C Spire has been offering its customers Choice and Shared data plans based on services like video streaming and tethering for the past year. So far, they've brought in $3.5 million in revenue from the 300,000 customers who've signed up, according to Indranil Chatterjee, Openwave's VP of product management, marketing and strategy.
The plans let C Spire customers buy a la carte "passes" for premium data services like mobile video usage or tethering right when they need them. An online dashboard allows them to monitor their usage to avoid overage, but Chatterjee says that about 25 percent of C Spire's customers are topping up their data plan when they reach that limit.
Openwave is also powering C Spire's Share data plans, in which its customers can buy a capped data plan to share amongst devices or family members.
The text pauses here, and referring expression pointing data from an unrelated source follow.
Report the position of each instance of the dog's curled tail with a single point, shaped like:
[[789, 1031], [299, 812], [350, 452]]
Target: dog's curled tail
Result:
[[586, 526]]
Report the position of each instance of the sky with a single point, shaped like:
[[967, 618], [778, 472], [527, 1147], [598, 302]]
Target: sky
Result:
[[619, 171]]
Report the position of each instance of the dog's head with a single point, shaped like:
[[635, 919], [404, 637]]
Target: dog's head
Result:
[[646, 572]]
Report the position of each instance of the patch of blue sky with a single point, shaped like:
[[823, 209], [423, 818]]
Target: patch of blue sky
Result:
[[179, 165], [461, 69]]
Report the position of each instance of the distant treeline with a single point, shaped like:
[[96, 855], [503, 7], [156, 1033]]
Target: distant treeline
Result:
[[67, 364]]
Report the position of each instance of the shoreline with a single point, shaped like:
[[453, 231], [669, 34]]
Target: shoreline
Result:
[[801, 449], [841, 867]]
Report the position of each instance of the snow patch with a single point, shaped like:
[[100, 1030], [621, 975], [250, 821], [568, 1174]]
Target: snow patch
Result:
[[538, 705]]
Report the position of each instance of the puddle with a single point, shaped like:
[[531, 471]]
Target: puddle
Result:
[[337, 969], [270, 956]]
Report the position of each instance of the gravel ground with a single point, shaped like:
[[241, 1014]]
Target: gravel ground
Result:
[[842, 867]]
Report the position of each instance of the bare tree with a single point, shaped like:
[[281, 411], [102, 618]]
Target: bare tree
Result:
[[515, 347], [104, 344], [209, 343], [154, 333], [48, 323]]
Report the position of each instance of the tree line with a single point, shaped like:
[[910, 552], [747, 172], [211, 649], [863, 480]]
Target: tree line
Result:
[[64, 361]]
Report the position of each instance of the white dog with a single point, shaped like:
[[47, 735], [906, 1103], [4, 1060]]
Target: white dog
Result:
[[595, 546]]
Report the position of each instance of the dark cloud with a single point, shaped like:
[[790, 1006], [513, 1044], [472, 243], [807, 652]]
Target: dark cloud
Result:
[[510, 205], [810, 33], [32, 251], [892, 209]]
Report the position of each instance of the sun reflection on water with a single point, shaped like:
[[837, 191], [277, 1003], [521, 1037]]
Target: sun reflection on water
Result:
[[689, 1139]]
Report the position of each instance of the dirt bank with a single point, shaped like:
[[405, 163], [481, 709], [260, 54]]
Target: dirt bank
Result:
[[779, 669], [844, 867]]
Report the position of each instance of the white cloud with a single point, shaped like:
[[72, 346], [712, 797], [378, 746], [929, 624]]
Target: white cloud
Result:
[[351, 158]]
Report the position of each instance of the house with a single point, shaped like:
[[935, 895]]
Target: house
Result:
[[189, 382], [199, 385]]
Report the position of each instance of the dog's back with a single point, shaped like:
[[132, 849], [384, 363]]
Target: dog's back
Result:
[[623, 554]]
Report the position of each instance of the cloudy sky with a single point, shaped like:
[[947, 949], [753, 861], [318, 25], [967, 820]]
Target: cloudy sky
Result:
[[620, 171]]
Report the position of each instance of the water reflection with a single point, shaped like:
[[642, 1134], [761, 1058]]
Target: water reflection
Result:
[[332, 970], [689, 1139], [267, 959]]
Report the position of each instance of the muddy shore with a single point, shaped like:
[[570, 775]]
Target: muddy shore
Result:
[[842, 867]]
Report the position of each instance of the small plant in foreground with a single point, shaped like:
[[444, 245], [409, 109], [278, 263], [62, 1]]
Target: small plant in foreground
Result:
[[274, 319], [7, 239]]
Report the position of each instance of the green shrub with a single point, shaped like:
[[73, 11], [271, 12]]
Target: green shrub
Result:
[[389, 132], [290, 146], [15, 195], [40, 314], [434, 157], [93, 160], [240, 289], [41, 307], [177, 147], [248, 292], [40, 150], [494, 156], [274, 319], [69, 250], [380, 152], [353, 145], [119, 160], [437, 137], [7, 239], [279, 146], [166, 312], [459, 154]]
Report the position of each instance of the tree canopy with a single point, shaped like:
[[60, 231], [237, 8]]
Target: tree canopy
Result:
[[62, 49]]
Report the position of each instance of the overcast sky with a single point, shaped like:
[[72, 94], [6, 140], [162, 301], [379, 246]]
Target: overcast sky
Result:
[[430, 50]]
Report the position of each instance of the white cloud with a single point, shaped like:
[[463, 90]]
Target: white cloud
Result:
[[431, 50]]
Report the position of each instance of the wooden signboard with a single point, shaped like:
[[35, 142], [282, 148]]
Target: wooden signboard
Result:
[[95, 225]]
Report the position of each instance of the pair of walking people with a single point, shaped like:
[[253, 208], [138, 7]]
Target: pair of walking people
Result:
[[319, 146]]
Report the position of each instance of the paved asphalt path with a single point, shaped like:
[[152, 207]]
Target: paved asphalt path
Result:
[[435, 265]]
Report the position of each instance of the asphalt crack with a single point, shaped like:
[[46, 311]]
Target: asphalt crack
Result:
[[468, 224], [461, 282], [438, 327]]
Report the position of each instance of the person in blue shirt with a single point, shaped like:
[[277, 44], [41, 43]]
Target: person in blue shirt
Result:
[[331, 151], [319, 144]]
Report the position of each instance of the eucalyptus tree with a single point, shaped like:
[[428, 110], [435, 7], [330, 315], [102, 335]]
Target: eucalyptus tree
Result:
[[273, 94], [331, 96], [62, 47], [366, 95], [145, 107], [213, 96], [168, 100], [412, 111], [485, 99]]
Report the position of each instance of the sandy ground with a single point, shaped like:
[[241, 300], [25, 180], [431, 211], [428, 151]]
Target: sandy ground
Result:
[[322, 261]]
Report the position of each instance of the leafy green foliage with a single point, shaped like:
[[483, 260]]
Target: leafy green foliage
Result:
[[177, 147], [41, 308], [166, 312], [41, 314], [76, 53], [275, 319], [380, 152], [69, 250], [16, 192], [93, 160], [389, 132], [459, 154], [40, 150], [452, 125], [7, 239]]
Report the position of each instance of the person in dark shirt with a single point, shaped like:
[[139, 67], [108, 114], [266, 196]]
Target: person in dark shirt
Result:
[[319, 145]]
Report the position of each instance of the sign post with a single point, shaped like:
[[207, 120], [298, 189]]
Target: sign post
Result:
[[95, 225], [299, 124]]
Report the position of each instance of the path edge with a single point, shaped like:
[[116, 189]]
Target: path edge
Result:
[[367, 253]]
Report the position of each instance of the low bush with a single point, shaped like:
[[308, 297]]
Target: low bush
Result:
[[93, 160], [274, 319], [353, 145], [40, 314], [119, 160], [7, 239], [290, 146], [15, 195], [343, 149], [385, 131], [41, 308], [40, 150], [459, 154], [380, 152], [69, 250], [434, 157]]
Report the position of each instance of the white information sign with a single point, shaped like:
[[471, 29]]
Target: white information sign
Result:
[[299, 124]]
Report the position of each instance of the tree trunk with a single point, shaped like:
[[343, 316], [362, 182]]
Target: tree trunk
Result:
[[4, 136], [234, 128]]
"The ability to tell them real time what's going on with their plans, how much usage they've done, and tell them to buy or upgrade their plan -- that's a critical element to drive monetization," Chatterjee adds, noting that the plans let C Spire's customers pay only for what they use, rather than subsidize heavy data users.
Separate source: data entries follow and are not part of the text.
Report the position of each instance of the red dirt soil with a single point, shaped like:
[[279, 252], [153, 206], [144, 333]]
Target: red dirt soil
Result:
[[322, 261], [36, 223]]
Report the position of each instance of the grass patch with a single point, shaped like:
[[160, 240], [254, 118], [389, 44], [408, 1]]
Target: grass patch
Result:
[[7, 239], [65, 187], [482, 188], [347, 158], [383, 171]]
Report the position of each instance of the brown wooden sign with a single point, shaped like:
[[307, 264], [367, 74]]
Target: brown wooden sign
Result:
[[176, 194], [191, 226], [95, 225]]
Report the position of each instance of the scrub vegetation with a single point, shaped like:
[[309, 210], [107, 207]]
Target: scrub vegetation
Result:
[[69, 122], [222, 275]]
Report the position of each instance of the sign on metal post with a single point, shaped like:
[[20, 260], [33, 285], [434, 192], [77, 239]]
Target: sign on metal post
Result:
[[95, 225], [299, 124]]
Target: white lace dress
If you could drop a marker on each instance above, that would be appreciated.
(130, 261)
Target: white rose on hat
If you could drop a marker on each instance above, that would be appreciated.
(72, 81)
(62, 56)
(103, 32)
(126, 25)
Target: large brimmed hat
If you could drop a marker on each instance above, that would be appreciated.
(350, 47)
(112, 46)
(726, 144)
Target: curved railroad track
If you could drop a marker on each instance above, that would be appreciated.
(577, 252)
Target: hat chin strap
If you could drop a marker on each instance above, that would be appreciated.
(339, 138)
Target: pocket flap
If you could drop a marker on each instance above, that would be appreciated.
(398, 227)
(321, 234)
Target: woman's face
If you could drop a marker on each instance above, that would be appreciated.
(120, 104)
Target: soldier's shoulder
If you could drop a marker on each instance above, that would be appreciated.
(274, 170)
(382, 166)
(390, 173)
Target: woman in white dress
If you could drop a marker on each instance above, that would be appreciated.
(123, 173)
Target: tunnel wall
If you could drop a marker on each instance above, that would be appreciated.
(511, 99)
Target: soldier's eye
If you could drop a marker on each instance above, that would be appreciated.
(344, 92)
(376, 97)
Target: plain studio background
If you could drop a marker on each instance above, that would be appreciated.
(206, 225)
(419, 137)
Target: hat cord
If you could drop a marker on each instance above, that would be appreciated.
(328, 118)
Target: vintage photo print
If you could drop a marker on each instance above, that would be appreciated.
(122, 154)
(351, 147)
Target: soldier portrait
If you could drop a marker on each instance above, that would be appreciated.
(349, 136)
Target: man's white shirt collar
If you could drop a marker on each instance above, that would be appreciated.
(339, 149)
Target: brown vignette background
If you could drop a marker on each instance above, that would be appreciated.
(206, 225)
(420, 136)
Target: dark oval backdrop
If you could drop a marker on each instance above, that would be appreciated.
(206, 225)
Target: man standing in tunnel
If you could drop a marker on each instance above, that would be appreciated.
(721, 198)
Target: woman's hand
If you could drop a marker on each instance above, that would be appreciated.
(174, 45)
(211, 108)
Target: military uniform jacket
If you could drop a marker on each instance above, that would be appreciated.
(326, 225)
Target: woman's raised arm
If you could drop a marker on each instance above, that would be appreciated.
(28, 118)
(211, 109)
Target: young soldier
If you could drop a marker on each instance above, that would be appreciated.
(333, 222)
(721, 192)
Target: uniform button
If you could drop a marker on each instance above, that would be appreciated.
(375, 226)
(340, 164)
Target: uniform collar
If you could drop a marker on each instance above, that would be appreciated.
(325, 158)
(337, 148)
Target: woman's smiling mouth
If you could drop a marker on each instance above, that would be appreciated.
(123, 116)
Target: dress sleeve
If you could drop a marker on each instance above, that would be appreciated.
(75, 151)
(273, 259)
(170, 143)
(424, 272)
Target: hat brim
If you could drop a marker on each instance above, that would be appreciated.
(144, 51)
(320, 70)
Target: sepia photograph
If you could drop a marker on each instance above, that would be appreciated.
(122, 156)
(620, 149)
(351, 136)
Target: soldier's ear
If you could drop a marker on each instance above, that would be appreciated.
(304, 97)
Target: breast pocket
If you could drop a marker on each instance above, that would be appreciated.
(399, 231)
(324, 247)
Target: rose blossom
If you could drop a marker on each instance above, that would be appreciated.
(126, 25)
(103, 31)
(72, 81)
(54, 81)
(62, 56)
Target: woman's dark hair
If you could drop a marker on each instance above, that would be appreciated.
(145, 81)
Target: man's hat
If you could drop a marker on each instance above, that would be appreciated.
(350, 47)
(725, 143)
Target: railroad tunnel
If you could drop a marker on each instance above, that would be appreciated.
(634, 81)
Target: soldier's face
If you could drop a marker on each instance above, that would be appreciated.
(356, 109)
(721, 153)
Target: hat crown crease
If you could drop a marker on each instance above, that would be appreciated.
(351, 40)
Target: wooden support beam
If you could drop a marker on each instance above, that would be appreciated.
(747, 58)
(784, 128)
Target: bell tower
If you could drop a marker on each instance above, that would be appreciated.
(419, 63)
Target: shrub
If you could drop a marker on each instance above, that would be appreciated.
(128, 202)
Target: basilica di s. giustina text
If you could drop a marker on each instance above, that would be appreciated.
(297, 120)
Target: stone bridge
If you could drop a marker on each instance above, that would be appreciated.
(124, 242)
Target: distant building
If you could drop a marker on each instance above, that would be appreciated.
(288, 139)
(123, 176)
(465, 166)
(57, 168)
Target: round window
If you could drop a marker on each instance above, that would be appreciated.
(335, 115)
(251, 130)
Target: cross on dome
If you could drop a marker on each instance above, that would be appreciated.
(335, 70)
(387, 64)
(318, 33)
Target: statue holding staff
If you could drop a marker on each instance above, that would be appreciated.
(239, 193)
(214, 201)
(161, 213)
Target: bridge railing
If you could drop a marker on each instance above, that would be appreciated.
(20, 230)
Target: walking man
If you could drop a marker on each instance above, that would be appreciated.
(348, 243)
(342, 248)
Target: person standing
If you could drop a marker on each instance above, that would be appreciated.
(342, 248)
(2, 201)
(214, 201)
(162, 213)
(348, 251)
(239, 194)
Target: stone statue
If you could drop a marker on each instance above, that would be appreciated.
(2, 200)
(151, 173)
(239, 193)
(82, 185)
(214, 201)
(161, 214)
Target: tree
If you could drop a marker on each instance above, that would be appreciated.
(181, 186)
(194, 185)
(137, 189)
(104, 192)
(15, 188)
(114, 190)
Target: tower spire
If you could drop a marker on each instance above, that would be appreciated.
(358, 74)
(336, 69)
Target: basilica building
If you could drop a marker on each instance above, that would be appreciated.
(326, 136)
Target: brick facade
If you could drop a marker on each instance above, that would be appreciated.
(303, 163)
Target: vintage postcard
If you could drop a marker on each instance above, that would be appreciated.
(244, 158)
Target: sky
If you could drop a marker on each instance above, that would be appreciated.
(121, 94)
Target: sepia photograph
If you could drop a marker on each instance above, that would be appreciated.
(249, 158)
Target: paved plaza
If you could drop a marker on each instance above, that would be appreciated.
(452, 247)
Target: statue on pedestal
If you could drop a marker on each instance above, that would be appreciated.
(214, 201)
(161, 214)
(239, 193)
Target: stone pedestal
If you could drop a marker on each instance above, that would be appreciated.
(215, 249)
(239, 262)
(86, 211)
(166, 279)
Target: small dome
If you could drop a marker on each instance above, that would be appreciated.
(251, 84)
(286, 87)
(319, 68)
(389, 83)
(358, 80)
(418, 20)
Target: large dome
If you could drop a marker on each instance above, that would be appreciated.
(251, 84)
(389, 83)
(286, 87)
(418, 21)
C Spire has been active in the Service Provider IT (SPIT) space, making over its business -- starting with the name change from Cellular South to C Spire in 2011 -- to be the most personal carrier. It also offers a rewards program with social media tie-ins that is helping it sign up new customers. A C Spire spokesman says the carrier's goal is to create more personalized services as well. Last month it began deploying Tekelec's Diameter Signaling Router to get started with services like VoLTE and third-party apps.
Separately, Openwave announced Wednesday it is combining its Integra4 services platform with deep packet inspection vendor Sandvine's policy traffic switch to offer operators a complete way to introduce Layer 7 services like targeted video optimization, real-time pricing similar to what C Spire has instituted, parental controls and self-care.
Openwave operates at the app level, while Sandvine sits deep in the network, and Chatterjee says the companies make a stronger pair than if they tried to pitch their services to operators alone.